We all seem to rely on web ranking services, in valuing domains we are looking to acquire and one of the tools many domainers use, including myself, is Alexa.org
Alexa.org basically uses the information from those who have downloaded its toolbar (and specifically allowed Alexa to use the info) as a sample of Internet usage and than ranks sites by estimated traffic based off those users.
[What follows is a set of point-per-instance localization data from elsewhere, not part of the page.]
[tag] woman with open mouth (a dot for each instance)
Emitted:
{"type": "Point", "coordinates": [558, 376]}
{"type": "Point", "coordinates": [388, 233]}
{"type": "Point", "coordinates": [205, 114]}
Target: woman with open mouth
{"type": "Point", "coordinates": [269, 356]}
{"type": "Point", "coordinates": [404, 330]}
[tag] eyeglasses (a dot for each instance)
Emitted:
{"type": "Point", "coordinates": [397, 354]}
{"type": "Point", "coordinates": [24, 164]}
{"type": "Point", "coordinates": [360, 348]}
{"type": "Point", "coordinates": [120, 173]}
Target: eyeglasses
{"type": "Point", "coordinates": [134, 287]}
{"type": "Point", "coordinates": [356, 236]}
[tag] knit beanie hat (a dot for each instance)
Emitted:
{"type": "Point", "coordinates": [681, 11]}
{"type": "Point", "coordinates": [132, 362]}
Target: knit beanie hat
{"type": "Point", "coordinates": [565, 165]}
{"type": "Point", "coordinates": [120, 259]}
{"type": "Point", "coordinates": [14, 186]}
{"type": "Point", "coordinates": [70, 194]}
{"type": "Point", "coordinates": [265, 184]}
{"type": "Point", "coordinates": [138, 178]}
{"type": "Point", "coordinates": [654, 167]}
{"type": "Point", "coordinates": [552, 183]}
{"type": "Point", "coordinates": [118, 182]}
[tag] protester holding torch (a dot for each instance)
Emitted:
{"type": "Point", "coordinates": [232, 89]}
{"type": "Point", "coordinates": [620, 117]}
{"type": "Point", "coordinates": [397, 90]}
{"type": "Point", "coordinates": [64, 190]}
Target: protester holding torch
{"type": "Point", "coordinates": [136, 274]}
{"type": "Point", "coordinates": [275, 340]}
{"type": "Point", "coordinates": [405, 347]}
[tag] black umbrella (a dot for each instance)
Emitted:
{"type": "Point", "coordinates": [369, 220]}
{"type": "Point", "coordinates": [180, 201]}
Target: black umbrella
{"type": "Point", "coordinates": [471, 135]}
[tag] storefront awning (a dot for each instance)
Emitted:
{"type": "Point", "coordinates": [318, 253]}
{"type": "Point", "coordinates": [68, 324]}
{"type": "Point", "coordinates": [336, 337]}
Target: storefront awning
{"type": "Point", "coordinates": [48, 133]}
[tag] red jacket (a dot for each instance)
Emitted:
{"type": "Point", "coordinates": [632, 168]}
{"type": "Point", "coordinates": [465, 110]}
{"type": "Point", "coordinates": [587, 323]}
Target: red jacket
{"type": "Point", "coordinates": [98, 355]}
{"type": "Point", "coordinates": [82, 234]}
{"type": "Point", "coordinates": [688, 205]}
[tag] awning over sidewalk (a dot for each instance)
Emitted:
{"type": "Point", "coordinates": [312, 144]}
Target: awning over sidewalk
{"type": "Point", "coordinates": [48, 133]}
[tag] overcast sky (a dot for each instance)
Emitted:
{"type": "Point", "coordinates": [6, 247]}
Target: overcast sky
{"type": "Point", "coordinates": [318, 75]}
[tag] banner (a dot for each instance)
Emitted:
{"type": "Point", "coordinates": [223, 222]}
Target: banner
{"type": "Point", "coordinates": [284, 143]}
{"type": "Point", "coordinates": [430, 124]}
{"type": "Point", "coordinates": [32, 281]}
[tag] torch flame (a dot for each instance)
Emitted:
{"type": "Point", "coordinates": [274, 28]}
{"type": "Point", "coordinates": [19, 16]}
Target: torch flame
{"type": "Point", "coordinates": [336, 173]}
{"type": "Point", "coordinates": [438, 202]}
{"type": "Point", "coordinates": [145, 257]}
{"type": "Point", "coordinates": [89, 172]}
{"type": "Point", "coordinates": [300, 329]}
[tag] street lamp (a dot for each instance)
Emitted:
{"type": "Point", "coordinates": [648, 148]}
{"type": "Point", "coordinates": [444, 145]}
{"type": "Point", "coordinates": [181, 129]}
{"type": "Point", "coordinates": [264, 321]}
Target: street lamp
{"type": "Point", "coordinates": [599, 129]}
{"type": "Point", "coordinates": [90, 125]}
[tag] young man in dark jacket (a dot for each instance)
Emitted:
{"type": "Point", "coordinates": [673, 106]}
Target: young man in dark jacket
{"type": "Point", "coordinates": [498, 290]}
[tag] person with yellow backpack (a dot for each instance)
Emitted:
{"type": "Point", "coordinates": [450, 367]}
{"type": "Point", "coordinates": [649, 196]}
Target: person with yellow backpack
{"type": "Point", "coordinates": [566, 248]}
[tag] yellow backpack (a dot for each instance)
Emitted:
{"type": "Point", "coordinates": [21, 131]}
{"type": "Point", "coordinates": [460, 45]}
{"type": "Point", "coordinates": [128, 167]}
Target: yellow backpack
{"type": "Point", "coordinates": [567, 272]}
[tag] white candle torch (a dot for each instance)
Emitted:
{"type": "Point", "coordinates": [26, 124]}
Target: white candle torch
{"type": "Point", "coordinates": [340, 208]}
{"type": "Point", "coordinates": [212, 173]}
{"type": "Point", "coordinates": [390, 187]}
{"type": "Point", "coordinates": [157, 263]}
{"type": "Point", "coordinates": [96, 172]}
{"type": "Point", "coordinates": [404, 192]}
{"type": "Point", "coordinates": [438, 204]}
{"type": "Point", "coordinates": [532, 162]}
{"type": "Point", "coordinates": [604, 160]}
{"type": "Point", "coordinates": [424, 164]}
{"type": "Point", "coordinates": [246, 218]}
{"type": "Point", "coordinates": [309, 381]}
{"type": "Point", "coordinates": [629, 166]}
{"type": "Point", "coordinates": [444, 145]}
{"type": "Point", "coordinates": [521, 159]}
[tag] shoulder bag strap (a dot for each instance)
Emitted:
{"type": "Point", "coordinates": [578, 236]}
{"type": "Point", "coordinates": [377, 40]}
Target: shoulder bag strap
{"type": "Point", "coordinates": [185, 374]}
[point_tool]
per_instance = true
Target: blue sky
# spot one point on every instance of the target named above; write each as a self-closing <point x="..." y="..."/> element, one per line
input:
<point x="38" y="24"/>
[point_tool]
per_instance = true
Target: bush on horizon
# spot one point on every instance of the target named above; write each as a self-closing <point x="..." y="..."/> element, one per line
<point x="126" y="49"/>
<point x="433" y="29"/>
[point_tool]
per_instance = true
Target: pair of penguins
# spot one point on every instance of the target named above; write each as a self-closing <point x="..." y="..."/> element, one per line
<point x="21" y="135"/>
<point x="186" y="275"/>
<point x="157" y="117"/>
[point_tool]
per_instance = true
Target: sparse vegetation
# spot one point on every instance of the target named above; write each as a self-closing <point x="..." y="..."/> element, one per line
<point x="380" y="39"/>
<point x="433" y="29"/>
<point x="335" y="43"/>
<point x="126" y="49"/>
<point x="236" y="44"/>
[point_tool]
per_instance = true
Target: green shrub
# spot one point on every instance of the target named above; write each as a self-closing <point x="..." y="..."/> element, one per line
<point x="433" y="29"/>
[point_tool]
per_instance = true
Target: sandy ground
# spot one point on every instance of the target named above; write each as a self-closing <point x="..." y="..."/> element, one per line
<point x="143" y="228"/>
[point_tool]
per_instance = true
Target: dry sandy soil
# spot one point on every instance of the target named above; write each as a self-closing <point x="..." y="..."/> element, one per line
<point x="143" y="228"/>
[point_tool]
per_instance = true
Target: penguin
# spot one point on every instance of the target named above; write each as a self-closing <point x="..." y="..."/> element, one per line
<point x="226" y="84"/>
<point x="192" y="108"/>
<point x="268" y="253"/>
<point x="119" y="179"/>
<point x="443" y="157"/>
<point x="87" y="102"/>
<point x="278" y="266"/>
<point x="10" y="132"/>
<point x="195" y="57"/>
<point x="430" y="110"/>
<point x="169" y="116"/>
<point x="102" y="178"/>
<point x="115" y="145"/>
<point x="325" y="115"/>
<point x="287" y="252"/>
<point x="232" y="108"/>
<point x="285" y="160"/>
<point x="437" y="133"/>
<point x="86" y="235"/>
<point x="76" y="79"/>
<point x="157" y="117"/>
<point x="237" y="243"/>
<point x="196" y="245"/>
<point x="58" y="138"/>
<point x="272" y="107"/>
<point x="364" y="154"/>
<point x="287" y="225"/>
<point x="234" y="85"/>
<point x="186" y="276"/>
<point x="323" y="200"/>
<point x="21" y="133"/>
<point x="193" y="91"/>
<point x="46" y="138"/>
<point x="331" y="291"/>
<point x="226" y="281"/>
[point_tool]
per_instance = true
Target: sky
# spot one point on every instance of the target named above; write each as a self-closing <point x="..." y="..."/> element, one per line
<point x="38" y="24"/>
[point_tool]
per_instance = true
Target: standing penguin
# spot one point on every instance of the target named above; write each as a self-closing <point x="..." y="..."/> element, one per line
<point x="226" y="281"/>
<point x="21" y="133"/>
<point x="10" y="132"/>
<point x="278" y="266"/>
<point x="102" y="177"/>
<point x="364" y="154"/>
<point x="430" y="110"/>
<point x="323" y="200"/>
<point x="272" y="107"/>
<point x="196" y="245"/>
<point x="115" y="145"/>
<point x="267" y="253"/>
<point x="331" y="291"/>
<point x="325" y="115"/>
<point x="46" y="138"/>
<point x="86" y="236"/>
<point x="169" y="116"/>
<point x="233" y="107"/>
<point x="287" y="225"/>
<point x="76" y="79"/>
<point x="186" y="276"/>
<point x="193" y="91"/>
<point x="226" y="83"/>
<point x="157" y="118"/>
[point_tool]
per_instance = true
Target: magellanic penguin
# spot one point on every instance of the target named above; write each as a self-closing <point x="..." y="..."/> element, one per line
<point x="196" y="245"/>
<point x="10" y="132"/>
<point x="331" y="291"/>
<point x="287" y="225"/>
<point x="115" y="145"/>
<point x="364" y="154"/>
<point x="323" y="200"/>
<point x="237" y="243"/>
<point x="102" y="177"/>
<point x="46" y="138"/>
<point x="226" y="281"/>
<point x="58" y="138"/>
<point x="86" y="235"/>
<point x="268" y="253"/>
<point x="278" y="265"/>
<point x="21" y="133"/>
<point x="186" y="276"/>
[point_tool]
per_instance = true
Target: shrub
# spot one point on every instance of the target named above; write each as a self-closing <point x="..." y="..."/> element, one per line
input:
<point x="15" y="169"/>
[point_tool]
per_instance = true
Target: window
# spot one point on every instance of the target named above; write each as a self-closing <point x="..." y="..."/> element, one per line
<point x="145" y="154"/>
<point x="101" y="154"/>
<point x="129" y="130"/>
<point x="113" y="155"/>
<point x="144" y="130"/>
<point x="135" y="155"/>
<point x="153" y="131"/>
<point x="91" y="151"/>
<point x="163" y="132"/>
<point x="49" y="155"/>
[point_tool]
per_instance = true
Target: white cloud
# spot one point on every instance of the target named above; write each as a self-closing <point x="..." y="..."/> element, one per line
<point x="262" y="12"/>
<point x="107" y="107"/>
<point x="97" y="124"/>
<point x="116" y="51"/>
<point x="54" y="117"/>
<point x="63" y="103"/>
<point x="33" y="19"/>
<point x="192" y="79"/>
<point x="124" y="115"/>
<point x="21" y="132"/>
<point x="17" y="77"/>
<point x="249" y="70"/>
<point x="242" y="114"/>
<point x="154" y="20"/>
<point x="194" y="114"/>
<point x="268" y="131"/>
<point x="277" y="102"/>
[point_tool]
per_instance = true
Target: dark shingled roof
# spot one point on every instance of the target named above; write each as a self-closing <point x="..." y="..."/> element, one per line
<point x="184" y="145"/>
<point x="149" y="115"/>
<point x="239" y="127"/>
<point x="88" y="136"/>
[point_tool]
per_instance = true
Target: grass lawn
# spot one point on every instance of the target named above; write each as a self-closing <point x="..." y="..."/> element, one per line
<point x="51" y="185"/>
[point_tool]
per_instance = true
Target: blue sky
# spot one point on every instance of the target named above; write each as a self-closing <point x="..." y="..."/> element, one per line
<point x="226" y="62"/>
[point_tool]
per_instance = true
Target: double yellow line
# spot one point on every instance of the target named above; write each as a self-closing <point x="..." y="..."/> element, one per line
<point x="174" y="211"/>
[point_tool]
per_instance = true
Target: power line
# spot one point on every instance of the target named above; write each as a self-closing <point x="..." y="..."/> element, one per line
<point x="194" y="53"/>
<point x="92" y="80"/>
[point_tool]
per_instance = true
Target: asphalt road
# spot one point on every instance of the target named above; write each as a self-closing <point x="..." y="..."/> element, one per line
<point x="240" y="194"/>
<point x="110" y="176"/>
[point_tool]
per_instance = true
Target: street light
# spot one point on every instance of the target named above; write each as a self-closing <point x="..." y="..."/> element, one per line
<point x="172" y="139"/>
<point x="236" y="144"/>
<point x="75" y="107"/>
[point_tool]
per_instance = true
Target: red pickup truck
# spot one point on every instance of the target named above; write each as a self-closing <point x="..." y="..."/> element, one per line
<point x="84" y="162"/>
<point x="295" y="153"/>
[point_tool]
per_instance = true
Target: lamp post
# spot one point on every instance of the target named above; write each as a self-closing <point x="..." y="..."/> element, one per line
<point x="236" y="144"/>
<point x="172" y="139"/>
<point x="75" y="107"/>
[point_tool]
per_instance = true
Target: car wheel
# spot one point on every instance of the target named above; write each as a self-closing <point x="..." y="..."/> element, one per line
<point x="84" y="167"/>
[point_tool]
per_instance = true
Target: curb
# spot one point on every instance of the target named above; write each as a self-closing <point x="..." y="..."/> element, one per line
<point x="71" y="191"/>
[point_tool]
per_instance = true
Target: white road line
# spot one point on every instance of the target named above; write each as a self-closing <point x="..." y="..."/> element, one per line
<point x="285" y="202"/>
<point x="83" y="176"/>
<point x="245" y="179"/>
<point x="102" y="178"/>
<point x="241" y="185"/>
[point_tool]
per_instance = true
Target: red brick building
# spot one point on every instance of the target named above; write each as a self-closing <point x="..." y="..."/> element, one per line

I have been a user of the Alexa toolbar for many years and allow my info to go back to Alexa.
We know that the Alexa rankings, like the Nielsen ratings are to TV, are based on a sampling of users.
Over the last month I have been working from Costa Rica and I noticed something quite interesting.
If you pull up a full Alexa stats page on a site, Alexa not only gives you a three month average rank, but also a rank for the domain by country, for the most popular countries in which the domain is viewed.
According to Alexa.org, which ranks TheDomains.com as 56,395 (3 month average), thedomains.com is ranked as the 1,898 most popular site in Costa Rica.
Costa Rica is largely a Spanish speaking country, and frankly although I would like to think that everyone in the world reads this blog, we know that there is no way this blog has that type of saturation in Costa Rica.
By comparison, TheDomains.com is ranked 20,380 in the US (thanks everyone) and 13,599 in Austria (danke) and 22,788 in Canada (i love hockey).
Contrast this to blogs I only read once a week like Elliotsblog.com (sorry Elliot), which has almost an identical 3 month Alexa ranking of 57,492, but does not have an Alexa ranking in Costa Rica nor does domainnamenews.com, which also has a similar Alexa ranking of 59,280, but has no Alexa rank in Costa Rica.
Bottom line, is how accurate is Alexa?
How much weight do they give to each registered user, if just one lonely user in Costa Rica can move the numbers so dramatically in just 30 days.